Creative Channel National Consumer Product Primary Research
We identified regional & demographic differences, overall:
East & West Coasts: have relatively weak feelings about “Made in America”
Central/Midwest (and more rural areas of East Coast): tend to feel more strongly about supporting “Made in America” products
The more pertinent question is: at what cost? And the answer is pretty clear:
The large majority of shoppers vote with their wallets. This superseded how shoppers feel about “Made in America” labels. Price is the driving factor across the board, with only a few pockets deviating from this norm.
~75% of customers were not concerned about manufacturing source (some feel that it’s a “nice to have” only). Further, even those who do have a preference for “Made in America” tend not to base purchasing decisions solely on this. Instead, price & features compel buying choices.
Similar to above, ~80% of Retail Sales Associates are not focused on “made in America.” They are savvy enough that even “domestic” brands are often only designed and assembled in America.
However, we did find a tendency for Retail Sales Associates to ‘mirror’ customers’ mindsets in terms of selling points, including manufacturing origin. In other words, when customers volunteer their dedication to American-made, Retail Sales Associates will filter to those brands from the outset (just as they would respond to customer’s price bands and other priorities).
On the whole, customers are not concerned with manufacturing origin. This is particularly true for urban, young, more tech-savvy, and wealthier customers.
In fact, these customers are willing to spend more to get the features/style they want, and “made in America” is not part of their purchasing decisions. We have not seen new tariffs hinder purchasing.
On the other hand, older and more rural Americans prefer “Made in America” labels (particularly in the Southeast), but cost still drives purchasing decisions.
The East Coast attracts a sizable population who originally come from the Midwest (e.g.
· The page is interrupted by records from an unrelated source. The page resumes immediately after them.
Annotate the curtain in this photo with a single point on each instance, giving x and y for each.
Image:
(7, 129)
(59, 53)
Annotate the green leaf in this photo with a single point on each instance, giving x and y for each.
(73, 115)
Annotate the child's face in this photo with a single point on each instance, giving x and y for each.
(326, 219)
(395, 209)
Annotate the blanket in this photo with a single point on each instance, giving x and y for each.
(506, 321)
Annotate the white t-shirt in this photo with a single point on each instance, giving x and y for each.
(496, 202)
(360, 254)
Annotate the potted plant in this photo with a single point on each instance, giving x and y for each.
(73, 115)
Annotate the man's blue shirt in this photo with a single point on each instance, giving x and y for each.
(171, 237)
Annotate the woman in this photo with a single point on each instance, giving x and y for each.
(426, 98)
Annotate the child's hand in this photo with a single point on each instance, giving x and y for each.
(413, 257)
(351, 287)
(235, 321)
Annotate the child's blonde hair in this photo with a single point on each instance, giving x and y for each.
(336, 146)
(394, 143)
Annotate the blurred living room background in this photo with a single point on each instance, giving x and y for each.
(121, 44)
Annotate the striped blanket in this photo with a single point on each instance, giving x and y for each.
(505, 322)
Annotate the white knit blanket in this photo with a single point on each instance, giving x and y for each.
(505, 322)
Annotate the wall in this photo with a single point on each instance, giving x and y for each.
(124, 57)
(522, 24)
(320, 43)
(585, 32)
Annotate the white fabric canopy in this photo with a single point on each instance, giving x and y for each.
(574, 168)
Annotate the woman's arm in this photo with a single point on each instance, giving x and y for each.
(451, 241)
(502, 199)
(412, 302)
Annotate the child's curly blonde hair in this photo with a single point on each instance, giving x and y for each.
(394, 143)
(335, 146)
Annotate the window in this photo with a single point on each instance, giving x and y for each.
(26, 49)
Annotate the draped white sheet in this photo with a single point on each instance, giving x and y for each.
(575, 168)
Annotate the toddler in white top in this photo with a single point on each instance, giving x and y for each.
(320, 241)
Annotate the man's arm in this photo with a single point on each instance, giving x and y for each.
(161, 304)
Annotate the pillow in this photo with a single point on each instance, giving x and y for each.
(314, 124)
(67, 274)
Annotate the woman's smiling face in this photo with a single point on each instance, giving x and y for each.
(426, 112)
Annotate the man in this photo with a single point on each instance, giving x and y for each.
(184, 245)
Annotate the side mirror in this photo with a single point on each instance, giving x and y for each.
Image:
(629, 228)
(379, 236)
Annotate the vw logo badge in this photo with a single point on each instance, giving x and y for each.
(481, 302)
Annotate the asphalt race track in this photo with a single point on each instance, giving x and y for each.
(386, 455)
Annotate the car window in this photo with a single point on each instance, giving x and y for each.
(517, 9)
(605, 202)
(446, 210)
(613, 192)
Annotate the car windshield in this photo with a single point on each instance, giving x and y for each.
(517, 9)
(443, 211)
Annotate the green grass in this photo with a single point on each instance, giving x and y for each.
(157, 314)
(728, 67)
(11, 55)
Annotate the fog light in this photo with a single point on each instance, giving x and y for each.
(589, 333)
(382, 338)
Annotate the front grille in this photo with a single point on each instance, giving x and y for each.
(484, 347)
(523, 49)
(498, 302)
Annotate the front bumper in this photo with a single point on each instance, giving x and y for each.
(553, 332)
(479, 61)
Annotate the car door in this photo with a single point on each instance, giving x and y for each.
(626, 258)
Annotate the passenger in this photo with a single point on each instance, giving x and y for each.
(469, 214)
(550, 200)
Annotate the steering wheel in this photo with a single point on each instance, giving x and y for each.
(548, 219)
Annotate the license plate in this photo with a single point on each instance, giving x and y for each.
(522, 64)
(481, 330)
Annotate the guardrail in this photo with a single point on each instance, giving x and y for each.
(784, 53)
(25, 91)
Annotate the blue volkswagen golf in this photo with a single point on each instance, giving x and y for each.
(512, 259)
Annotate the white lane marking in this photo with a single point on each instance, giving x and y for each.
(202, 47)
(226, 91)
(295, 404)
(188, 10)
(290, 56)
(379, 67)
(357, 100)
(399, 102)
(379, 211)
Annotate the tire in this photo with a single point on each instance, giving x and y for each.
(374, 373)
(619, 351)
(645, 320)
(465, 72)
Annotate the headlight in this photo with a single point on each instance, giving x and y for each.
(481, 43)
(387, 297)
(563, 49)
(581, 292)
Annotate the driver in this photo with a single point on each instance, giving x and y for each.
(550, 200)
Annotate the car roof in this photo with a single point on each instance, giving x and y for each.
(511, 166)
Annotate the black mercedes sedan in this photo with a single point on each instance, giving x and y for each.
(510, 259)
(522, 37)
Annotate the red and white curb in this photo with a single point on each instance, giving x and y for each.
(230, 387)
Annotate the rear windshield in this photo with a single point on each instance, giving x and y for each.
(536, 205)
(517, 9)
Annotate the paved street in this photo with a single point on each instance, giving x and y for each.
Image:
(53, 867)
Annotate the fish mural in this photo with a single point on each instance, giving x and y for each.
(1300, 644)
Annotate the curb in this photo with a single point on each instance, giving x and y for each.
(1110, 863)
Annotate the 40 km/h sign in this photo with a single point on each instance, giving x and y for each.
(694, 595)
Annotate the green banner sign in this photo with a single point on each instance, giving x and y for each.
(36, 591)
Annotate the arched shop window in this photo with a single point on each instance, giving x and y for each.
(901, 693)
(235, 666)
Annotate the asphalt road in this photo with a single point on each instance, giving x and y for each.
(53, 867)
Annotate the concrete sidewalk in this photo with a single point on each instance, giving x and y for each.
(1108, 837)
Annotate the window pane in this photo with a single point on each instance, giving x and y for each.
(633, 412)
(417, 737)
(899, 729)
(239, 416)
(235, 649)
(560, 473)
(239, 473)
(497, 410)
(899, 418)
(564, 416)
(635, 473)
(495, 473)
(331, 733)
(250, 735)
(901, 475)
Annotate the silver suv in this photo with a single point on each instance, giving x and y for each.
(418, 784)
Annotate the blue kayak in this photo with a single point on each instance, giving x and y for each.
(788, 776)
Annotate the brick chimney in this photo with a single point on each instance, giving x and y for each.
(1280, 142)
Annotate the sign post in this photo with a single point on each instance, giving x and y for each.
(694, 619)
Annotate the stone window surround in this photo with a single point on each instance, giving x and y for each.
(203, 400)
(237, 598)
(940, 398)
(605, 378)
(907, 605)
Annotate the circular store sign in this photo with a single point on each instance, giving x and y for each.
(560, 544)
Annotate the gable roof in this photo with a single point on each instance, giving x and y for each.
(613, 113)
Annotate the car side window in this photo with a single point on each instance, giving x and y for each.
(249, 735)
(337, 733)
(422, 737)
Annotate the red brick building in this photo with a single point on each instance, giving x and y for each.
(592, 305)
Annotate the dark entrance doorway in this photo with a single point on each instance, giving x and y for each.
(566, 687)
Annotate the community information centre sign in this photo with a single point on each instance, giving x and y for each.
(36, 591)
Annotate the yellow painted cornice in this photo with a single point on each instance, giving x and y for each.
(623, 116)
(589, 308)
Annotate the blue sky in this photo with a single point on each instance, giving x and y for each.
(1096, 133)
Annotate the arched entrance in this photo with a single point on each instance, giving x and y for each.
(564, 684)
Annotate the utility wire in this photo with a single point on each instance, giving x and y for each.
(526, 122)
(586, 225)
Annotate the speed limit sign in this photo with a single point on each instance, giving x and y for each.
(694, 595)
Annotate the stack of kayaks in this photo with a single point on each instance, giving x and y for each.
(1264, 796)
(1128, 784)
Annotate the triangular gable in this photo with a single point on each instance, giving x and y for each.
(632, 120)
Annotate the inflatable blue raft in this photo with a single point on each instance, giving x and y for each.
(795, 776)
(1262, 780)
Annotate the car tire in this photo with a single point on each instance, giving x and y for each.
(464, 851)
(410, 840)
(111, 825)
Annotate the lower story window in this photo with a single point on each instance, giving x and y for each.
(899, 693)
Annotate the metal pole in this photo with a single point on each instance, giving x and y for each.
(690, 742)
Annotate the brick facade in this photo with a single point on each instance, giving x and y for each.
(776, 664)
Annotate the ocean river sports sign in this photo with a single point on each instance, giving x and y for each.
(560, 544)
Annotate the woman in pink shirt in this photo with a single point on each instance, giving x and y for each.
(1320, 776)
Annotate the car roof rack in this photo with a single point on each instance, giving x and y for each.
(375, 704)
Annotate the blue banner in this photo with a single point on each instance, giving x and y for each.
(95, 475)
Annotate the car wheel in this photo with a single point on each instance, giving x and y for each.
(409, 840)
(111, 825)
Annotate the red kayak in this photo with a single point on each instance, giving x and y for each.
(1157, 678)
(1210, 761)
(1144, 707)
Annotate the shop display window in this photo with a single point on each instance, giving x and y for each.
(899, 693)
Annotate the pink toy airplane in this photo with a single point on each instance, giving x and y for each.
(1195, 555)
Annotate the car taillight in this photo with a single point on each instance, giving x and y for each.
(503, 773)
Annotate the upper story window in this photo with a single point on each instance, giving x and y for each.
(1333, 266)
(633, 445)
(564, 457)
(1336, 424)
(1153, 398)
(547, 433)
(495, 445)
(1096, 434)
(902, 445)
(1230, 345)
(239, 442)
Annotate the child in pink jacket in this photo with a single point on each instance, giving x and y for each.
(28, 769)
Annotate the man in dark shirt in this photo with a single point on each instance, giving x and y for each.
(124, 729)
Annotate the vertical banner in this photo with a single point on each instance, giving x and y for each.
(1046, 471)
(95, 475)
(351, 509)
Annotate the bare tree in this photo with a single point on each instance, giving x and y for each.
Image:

Snowbirds in Florida). These customers are more loyal to “made in America” despite being on the East Coast (i.e. their hearts and buying practices remain in the Midwest).
Those who are financially able to will spend more for American-made products
If they are not as affluent, price wins
The sentiment around “Made in America” differs from the West & East coasts
~60% of consumers feel viscerally about manufacturing origins and speak the language of “Made in America;” however, the majority of purchasing decisions are still based on price
This is more of a “hot topic” here than on the coasts. They feel that the current political context is “uniting” not “polarizing”
Consumer preference for American manufacturing is related to values-based patriotism and specifically tied to American jobs (as much of the region saw and feel manufacturing job losses over the past few generations)
Unlike many consumers (unless they have researched it specifically), Retail Sales Associates are aware that even “made in America” products are often assembled domestically using imported parts.